Although Ríoghnach grew up with Irish traditional music, playing bagpipes and flutes from a young age, she cut herself off from all that in Manchester and turned to jazz. She performed with the jazz-swing band Louis Barabbas & The Bedlam and eventually formed her own funky-rock-folk freak band, Honeyfeet. It wasn't until she joined the ranks of the Afro Celt Sound System that Ríoghnach Connolly claimed Irish ancestry: that's when she and her mournful, soul-turned-voice with its references to the old sean-nós vocal style started to get a lot of buzz, and that's when Stuart McCallum heard her, immediately followed her, and soon they formed The Breath.
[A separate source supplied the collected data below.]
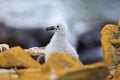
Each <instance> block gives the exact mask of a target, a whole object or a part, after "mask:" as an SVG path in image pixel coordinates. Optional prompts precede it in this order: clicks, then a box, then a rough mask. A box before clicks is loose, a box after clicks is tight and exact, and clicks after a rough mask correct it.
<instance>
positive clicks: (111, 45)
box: [101, 24, 118, 65]
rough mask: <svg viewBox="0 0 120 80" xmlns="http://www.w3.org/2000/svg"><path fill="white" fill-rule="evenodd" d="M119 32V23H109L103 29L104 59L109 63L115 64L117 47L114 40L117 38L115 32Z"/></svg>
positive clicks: (103, 54)
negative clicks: (118, 29) (115, 34)
mask: <svg viewBox="0 0 120 80" xmlns="http://www.w3.org/2000/svg"><path fill="white" fill-rule="evenodd" d="M117 32H118V29H117V25H113V24H107V25H106V26H104V28H103V29H102V31H101V35H102V37H101V43H102V48H103V57H104V61H105V62H106V63H107V64H108V65H114V64H115V60H114V57H115V53H116V51H115V47H114V46H113V44H112V43H113V42H111V41H112V40H114V39H116V36H115V34H116V33H117Z"/></svg>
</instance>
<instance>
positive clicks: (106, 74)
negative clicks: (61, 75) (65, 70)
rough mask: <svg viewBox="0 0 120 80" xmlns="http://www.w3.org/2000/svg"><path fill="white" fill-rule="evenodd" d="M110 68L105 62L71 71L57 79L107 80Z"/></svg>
mask: <svg viewBox="0 0 120 80" xmlns="http://www.w3.org/2000/svg"><path fill="white" fill-rule="evenodd" d="M107 75H108V68H107V66H105V64H104V63H103V64H102V63H97V64H93V65H89V66H86V67H85V68H83V69H82V70H76V71H73V72H69V73H67V74H65V75H63V76H61V77H59V78H58V79H57V80H106V76H107Z"/></svg>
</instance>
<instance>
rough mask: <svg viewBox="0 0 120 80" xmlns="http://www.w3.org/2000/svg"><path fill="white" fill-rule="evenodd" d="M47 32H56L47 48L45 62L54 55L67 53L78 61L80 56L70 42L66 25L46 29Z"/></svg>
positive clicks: (59, 23)
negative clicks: (72, 56) (77, 53)
mask: <svg viewBox="0 0 120 80" xmlns="http://www.w3.org/2000/svg"><path fill="white" fill-rule="evenodd" d="M46 31H54V32H55V34H54V35H53V37H52V39H51V40H50V43H49V44H48V45H47V46H46V52H45V61H47V59H48V58H49V56H50V55H51V54H52V53H65V54H69V55H71V56H73V57H75V58H77V59H78V54H77V52H76V50H75V48H74V47H72V45H71V44H70V43H69V41H68V26H67V24H65V23H59V24H57V25H54V26H50V27H47V28H46Z"/></svg>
Then they were invited to play in Brighton, but they didn't have a fee for the whole band, so they just played the gig with Stuart and were not only surprised by the audience response, they didn't really understand what had happened, they just knew that next time it would be like this. The people from the Real World label liked it so much that they had no problem with The Breath's transformation and just asked when the sequel would be.
There are only two of them, but they breathe for one, and perhaps no other accompaniment than this simple one would fit the musical memories of his father and other stories. You'll see for yourself. It will be an unforgettable experience, believe it.